After General Conference in April 2015, there was one night that I couldn't fall asleep, so I randomly decided to turn on a talk to try to help me relax and I just happened to pick Elder Ballard's address, "The Greatest Generation of Young Adults". I think when I turned it on, I was expecting to hear loving words from a loving Apostle telling me how my efforts were enough by just existing; however, what I did not expect was to feel that first urge to serve a mission. I wanted to experience this:
"Your photograph comes up on a computer screen, together with key information provided by your bishop and stake president. When your picture appears, we look into your eyes and review your answers to the missionary recommendation questions. For that brief moment, it seems as if you are present and responding to us directly.

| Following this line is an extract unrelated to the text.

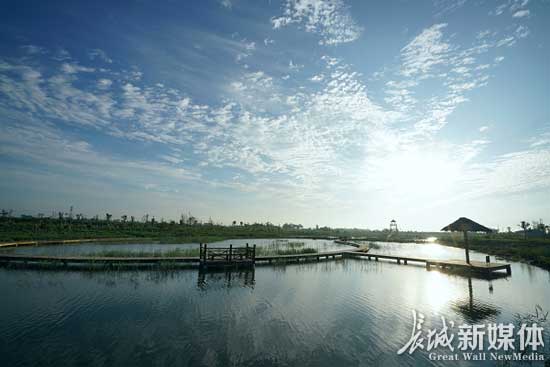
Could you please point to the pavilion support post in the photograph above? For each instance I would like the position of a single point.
(466, 247)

"As we look at your photograph, we trust that you have cleared in every way the “raised bar” required today to be a faithful, successful missionary. Then, by the power of the Spirit of the Lord and under the direction of President Thomas S. Monson, we assign you to one of the Church’s 406 worldwide missions.
"No, it isn’t the same as a personal, face-to-face interview. But it’s close.
"Videoconferencing is another way that helps us reach out to Church leaders and members who live far away from Church headquarters.
"With that in mind, I would like those of you preparing to serve missions, those who have returned, and all of you young adults to spend a few minutes with me as though we were having a personal video chat right now. Please look at me for a few minutes as though you and I were the only ones in the room, wherever you are tonight.
"For my part, I will imagine that I am looking into your eyes and listening carefully to your responses to a few questions that I believe will tell me a lot about the depth of your testimony and your devotion to God. If I may paraphrase what I said to missionaries 13 years ago, what we need now is the greatest generation of young adults in the history of the Church. We need your whole heart and soul. We need vibrant, thinking, passionate young adults who know how to listen and respond to the whisperings of the Holy Spirit as you make your way through the daily trials and temptations of being a young, contemporary Latter-day Saint. (Elder Russell M. Nelson, April 2015)
I sat up until 2 AM crunching numbers and seeing what it would take to go on a mission. After about 30 minutes of trying to figure everything out, I threw up my hands, told myself that I am too old at the age of 27 to go on a mission, I had too many other obligations, and reasoned this and that way of why I should not go on a mission. I went to bed and didn't think any more on the matter.
A month later, I was visiting my family for Sunday night dinner and they were hosting the Sister Missionaries. Near the end of the visit while we were chatting about their missionary experience so far (one of the sisters was going to be released within a month), I casually mentioned that I briefly entertained the thought about being a missionary--in that same instant my dad looked at me and said that he thought I should go on a mission. Hook, line, sinker.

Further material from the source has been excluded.